50 / 50 Beta Updates und Stable Updates können Fehlerhaft sein. Bisher hatte ich einen Fehler (Redmi Note 9S)in der Stable wo das WLAN nicht ging (Das wurde mittlerweile gefixt).


----------



## royaldoom3 (23. August 2021)

Ah okay also keine unnötigen Spamapps die es bei Android bzw in dem Fall MIUI gibt.

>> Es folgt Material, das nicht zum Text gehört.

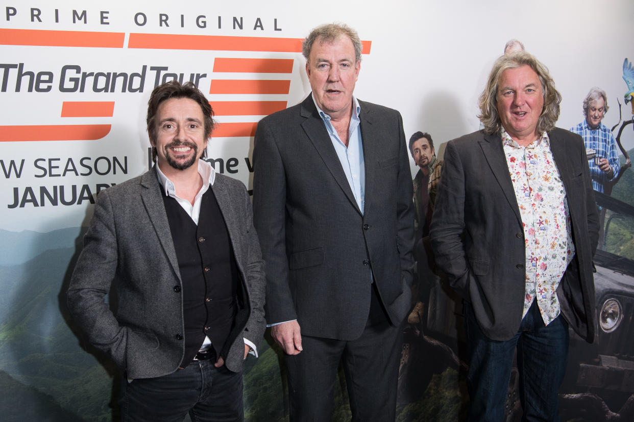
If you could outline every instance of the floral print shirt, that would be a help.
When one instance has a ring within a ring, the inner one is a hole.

Also empfehlt ihr aufjedenfall auf die Xioami.EU Firmware zu gehen, dann werde ich das mal so testen. Und die normalen Updates kann ich auch alle dann entspannt OTA installieren? Also einmalig am Anfang das Unlocken und Hauptflash der Xioami.EU Firmware über den PC und anschließend weitere Updates die dort dann kommen kann ich stressfrei ohne wieder das Gerät an PC anzuschließen updaten?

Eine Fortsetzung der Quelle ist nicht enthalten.